Interdisciplinary treatment suppresses chronic pain-related absences from work

25 Oct 2021
Interdisciplinary treatment suppresses chronic pain-related absences from work

Interdisciplinary treatment (IDT) for chronic pain lowers the rate of related sickness absences from work, a recent study has found. A history of such absences is the strongest predictor for the future need to skip work due to chronic pain-related symptoms.

Researchers conducted a registry-based observational study including 44,241 patients with chronic pain (median age 44.0 years, 71.4 percent women) eligible for IDT. The observation period spanned 7 years, including the 5 years leading up to IDT assessment and the 2-year postintervention follow-up. Sickness absences were determined through the national insurance agency.

At the beginning of the observation period, participants took sickness absences at a rate of 17.4 percent, which climbed steadily to 49.3 percent at the time of the IDT assessment before dropping to 38 percent at the end of the follow-up. Meanwhile, benefits claims for other diagnoses remained constant across the same time span.

Predictors of sick absences were identified through gradient tree boosting modeling.

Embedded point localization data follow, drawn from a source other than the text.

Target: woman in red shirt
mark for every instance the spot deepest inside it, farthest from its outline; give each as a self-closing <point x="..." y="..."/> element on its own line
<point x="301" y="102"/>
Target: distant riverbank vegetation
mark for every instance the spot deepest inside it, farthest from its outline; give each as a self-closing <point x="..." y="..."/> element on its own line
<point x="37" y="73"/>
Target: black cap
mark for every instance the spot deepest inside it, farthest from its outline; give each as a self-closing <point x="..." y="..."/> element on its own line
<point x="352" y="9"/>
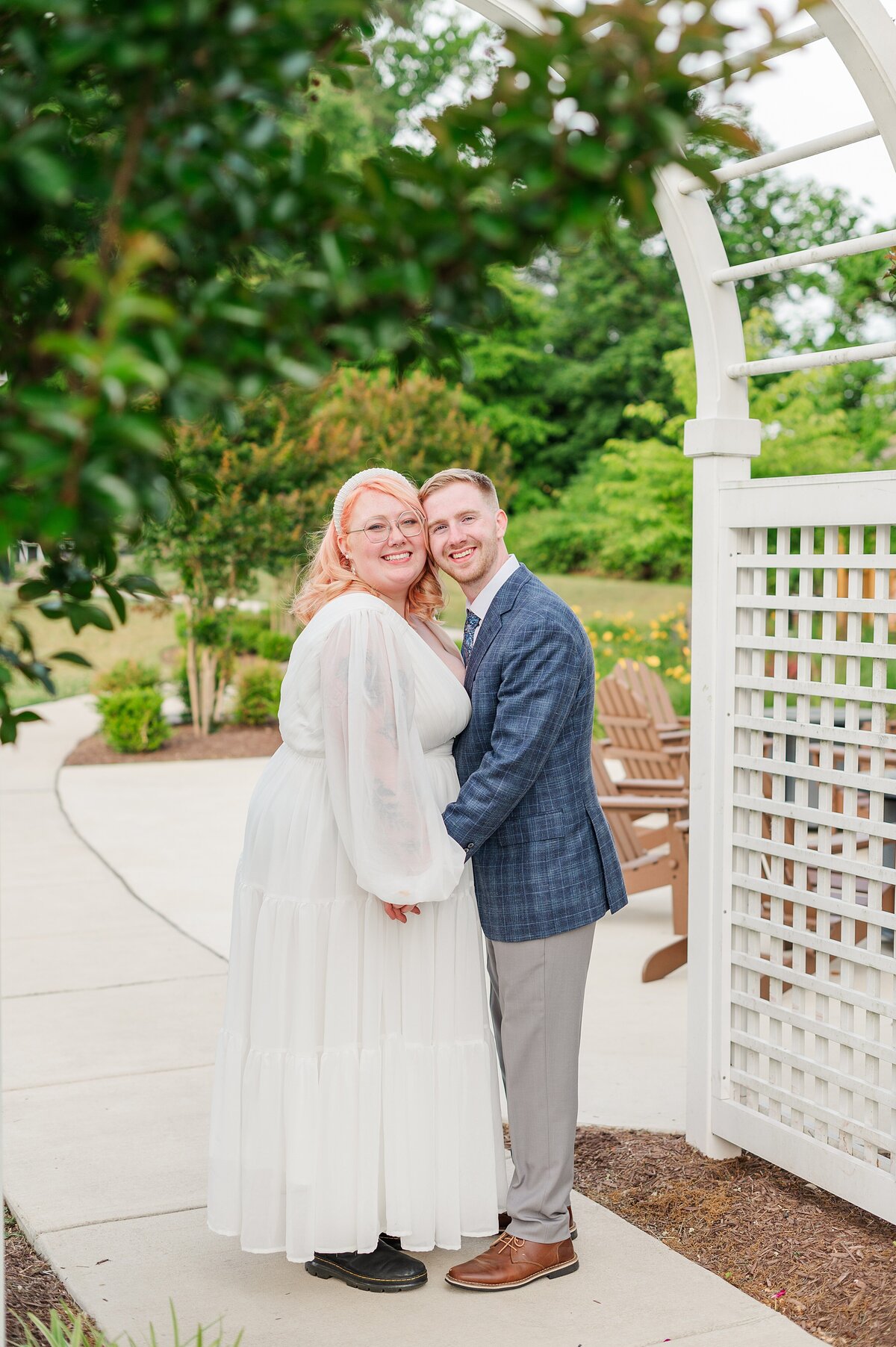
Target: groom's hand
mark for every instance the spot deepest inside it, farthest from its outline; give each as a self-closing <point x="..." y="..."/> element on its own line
<point x="398" y="911"/>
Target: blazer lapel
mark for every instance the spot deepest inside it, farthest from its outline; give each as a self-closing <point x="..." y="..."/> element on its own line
<point x="504" y="600"/>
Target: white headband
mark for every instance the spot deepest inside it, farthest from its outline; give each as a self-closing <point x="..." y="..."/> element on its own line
<point x="367" y="476"/>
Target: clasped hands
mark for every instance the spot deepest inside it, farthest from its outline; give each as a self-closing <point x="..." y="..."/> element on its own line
<point x="398" y="911"/>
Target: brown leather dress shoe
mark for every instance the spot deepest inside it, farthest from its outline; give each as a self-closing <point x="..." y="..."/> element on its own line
<point x="503" y="1222"/>
<point x="514" y="1263"/>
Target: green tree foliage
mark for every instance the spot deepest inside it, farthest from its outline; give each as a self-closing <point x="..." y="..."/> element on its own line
<point x="258" y="695"/>
<point x="172" y="246"/>
<point x="132" y="720"/>
<point x="246" y="514"/>
<point x="628" y="512"/>
<point x="258" y="497"/>
<point x="567" y="365"/>
<point x="417" y="426"/>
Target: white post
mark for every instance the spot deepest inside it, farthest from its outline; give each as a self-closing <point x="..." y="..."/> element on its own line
<point x="721" y="453"/>
<point x="721" y="441"/>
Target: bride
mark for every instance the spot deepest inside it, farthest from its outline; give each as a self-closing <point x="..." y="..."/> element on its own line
<point x="356" y="1110"/>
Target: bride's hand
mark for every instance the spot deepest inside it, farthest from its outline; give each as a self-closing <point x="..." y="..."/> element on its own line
<point x="396" y="911"/>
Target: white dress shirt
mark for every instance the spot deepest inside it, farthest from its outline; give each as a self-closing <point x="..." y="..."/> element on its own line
<point x="485" y="597"/>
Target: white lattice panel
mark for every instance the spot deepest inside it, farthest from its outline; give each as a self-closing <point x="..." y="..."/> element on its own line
<point x="806" y="1052"/>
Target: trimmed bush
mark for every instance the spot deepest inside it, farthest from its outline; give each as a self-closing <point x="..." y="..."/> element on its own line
<point x="258" y="695"/>
<point x="132" y="721"/>
<point x="127" y="676"/>
<point x="274" y="646"/>
<point x="246" y="632"/>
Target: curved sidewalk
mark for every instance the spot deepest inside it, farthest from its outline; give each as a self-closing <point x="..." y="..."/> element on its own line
<point x="112" y="998"/>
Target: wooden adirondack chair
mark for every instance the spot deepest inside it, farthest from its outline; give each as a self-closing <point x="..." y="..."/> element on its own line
<point x="647" y="788"/>
<point x="648" y="857"/>
<point x="634" y="735"/>
<point x="654" y="694"/>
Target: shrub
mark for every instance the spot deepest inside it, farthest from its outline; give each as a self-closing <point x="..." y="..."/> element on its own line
<point x="274" y="646"/>
<point x="128" y="676"/>
<point x="247" y="631"/>
<point x="132" y="721"/>
<point x="554" y="542"/>
<point x="258" y="695"/>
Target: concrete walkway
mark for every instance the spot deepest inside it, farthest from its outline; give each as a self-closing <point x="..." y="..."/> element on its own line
<point x="116" y="889"/>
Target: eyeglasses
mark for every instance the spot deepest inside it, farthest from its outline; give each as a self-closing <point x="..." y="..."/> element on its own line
<point x="378" y="529"/>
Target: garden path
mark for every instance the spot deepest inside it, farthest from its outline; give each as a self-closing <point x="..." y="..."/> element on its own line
<point x="113" y="978"/>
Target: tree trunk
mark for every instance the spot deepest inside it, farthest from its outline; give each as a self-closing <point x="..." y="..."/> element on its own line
<point x="208" y="667"/>
<point x="193" y="680"/>
<point x="220" y="690"/>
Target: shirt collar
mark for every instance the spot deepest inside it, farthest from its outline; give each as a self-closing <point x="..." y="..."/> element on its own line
<point x="485" y="597"/>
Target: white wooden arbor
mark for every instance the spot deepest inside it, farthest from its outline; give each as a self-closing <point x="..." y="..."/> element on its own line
<point x="791" y="975"/>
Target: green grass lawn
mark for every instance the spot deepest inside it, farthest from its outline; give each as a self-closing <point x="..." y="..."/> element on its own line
<point x="149" y="633"/>
<point x="636" y="600"/>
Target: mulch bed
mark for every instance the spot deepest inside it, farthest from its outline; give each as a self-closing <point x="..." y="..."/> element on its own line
<point x="185" y="747"/>
<point x="815" y="1258"/>
<point x="33" y="1288"/>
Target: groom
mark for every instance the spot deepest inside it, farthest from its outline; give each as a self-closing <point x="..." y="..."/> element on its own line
<point x="544" y="859"/>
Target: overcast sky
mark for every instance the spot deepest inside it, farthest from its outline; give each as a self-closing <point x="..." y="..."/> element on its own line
<point x="806" y="95"/>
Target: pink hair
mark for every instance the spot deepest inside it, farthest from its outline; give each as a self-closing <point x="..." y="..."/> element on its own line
<point x="329" y="576"/>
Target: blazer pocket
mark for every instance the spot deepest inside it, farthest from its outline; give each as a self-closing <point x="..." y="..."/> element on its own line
<point x="538" y="827"/>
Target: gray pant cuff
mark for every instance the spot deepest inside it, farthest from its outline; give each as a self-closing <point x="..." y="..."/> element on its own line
<point x="542" y="1231"/>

The final model consisted of eight factors, four of which were related to sickness absences, namely gross sick leaves in the past year, ongoing full and partial leaves at the time of IDT assessment, and gross sick leaves within 2 years before IDT.

Other important predictors included patient age, confidence in recovery, geographic location, and state policy implemented to decrease pain-related absences by improving access to evidence-based care.

“These results could guide personalized intervention in the specialist healthcare,” the researchers said.